State legislators took their first step this week toward approving a state budget for the coming fiscal year, introducing budget legislation with even higher revenue projections than the governor’s revised proposal.
State Sen. Nancy Skinner, D-Oakland, and Assemblyman Phil Ting, D-San Francisco, announced the budget legislation Tuesday, roughly two weeks before the June 15 deadline when state officials are required to approve the budget.
The Legislature’s proposal includes many facets of Gov. Gavin Newsom’s May budget revision, including billions of dollars in spending for education, reducing homelessness, building affordable housing and sending $600 stimulus checks to people who made $75,000 or less last year.
The proposal is based on projected annual revenues pushing past $200 billion by the 2024-2025 fiscal year, which is roughly $20 billion more than the projections in Newsom’s revised proposal from last month that were based on data from the state’s Department of Finance.
Skinner and Ting, who chair the budget committees in their respective legislative chambers, said the higher revenue projections come from the Legislative Analyst’s Office rather than those from the Department of Finance, which are not as optimistic about increases in the state’s capital gains revenue in the coming years.

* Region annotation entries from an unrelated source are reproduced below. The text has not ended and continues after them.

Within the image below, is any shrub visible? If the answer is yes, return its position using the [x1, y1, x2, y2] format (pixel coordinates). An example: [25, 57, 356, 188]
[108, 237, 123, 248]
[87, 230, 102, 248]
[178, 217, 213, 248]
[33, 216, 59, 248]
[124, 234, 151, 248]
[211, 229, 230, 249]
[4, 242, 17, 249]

“We are confident about that because the LAO’s estimates (in recent years) have been much more accurate than the estimates that our Department of Finance has used,” Skinner said Tuesday during a media briefing on the budget proposal.
“If anything, our LAO revenue estimates have been below the actual revenue we’ve achieved,” she said.
The proposal also includes the reversal of spending cuts for things like social programs that were adopted more than a decade ago during the Great Recession, efforts to reduce out-of-state enrollment in the University of California and California State University systems and some fiscal sleight of hand to stay under the state’s Constitutional spending limit, known as the “Gann Limit.”
The limit comes from a 1979 voter-approved ballot measure that puts an annual limit on government spending and is named for conservative activist Paul Gann, who campaigned for the measure. When the limit is reached, the remaining money must be returned to taxpayers.
Newsom’s May revise had been roughly $16 billion over the limit, and state officials had argued that the $12 billion allocated to fund the stimulus checks would functionally act as a rebate of taxpayer dollars under the Gann Limit.
Legislators argued, however, that the stimulus checks in their proposal functioned as a loss of revenue rather than collecting tax dollars only to redistribute them.
Because of this, Skinner and Ting said the Legislature’s proposal does not surpass the Gann Limit.
“While there might be a difference in architecture … the budgets really reflect pretty much the same priorities and values,” between the Legislature and Newsom’s administration, Skinner said.